7. Implications and Future Directions

  • How this changes the landscape
  • The paper provides a concrete recipe for scaling theorem-proving ability without ground-truth answers by making verification a first-class learnable skill and using it to drive both training and test-time search (Introduction; Sections 2–3).
  • It suggests that “self-verifiable reasoning” can be approached via an iterative generator–verifier co-evolution loop rather than relying solely on externally checkable answers (Introduction; Section 2.3).

  • Follow-up research enabled/suggested by the paper

  • Stronger faithfulness guarantees: meta-verification improves analysis quality (Section 2.1.2), but future work could explore richer rubrics or more fine-grained scoring beyond {0, 0.5, 1}.
  • Better calibration of “no issues found” as confidence: the paper operationalizes confidence as passing many independent verification attempts (Section 3.3.3). Future work could study how verification-sample-count correlates with true correctness under expert grading.
  • Reducing compute: since the best results use heavy sampling and multiple iterations (Sections 3.3.2–3.3.3), a natural direction is distilling high-compute search into lower-cost policies.
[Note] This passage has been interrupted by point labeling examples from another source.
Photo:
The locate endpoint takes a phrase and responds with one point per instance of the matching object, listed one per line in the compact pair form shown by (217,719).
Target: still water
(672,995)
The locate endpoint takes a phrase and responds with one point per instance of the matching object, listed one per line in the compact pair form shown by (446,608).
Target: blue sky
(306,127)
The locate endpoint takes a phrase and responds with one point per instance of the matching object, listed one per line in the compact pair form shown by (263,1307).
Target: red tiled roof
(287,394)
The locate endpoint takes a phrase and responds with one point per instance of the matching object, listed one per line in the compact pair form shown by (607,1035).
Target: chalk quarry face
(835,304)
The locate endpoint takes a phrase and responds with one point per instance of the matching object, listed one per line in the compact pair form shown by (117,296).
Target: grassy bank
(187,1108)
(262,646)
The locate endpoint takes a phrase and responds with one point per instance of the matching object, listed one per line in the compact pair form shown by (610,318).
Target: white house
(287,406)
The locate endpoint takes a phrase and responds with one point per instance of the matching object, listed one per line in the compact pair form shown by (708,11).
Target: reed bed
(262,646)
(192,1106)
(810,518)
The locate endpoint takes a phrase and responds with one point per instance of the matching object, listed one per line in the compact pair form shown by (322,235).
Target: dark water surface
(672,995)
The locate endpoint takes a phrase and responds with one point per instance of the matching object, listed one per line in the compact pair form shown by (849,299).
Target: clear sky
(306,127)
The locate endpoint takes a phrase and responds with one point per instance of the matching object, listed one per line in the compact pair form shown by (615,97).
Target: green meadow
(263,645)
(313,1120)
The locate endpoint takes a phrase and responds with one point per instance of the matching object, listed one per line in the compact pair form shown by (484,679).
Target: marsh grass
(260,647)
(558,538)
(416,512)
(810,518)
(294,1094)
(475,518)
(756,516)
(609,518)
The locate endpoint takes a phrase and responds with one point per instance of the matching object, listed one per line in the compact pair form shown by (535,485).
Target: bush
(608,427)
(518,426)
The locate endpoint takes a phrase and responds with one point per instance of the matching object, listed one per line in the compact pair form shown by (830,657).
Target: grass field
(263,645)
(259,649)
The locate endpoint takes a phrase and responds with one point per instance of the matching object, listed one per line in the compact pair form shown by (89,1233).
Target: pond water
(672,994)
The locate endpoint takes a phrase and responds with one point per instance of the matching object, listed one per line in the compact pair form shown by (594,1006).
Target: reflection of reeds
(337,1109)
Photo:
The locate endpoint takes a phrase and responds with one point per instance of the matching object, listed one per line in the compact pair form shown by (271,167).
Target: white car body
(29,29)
  • Practical applications / downstream use cases

  • Competition-style theorem proving in natural language (Sections 3.2–3.3).
  • More broadly, any setting where solutions are hard to verify by final answers alone, and where iterative critique-and-repair is feasible (Introduction).

  • Repro/Integration Guidance (based on what’s provided)

  • Prefer this method over final-answer RL when:
    • tasks require proofs or derivations rather than numeric outputs (Introduction),
    • reference solutions are absent or verification is otherwise hard, making self-verification valuable for scaling test-time compute (Introduction; Section 3.3.3).
  • The paper’s training decomposition is operationally clear even without full hyperparameters:
    • Train verifier on expert-scored proof data with format+score reward (Section 2.1.1).
    • Add meta-verifier and incorporate its score into verifier training to reduce hallucinated issues (Section 2.1.2; Eq. (3)).
    • Train generator with verifier reward (Section 2.2.1; Eq. (4)).
    • Train generator to output proof + self-analysis, rewarding both correctness and faithful self-assessment with weights α=0.76, β=0.24 (Section 2.2.2; Eqs. (5)–(6)).
    • Use scaled verification+generation to (i) solve hard problems and (ii) auto-label new training data to keep improving verification (Sections 2.3 and 3.3.3).